On 2025/2/18 8:39, Kent Overstreet wrote:
Hongbo - please go over this thoroughly. It turns out (and I should've
caught this before I merged it) your check code in fsck.c was completely
fubar, and wouldn't ever log an error when i_size was off, so bugs
elsewhere would have been masked.

-- >8 --

Error handling was wrong, causing unhandled transaction restart errors.
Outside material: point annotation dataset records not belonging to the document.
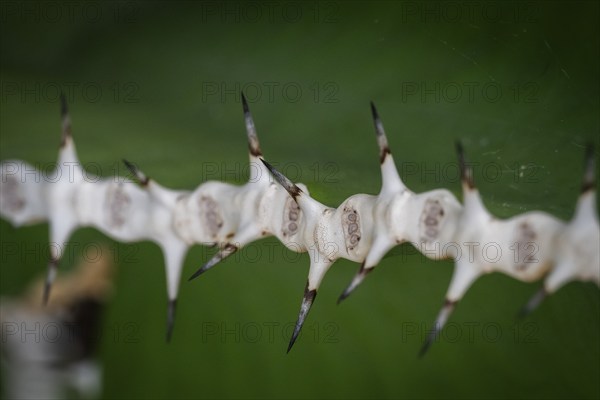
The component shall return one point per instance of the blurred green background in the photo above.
(157, 83)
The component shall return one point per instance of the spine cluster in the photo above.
(533, 245)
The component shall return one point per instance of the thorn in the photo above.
(253, 144)
(66, 120)
(466, 174)
(64, 109)
(226, 252)
(50, 277)
(357, 280)
(307, 301)
(589, 169)
(440, 321)
(384, 149)
(139, 175)
(288, 185)
(533, 303)
(171, 318)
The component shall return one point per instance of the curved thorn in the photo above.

check_directory_size() was also inefficient, since keys in multiple
snapshots would be iterated over once for every snapshot. Convert it to
the same scheme used for i_sectors and subdir count checking.

Cc: Hongbo Li <[email protected]>
Signed-off-by: Kent Overstreet <[email protected]>
---
  fs/bcachefs/fsck.c | 78 ++++++++++++++++++----------------------------
  1 file changed, 31 insertions(+), 47 deletions(-)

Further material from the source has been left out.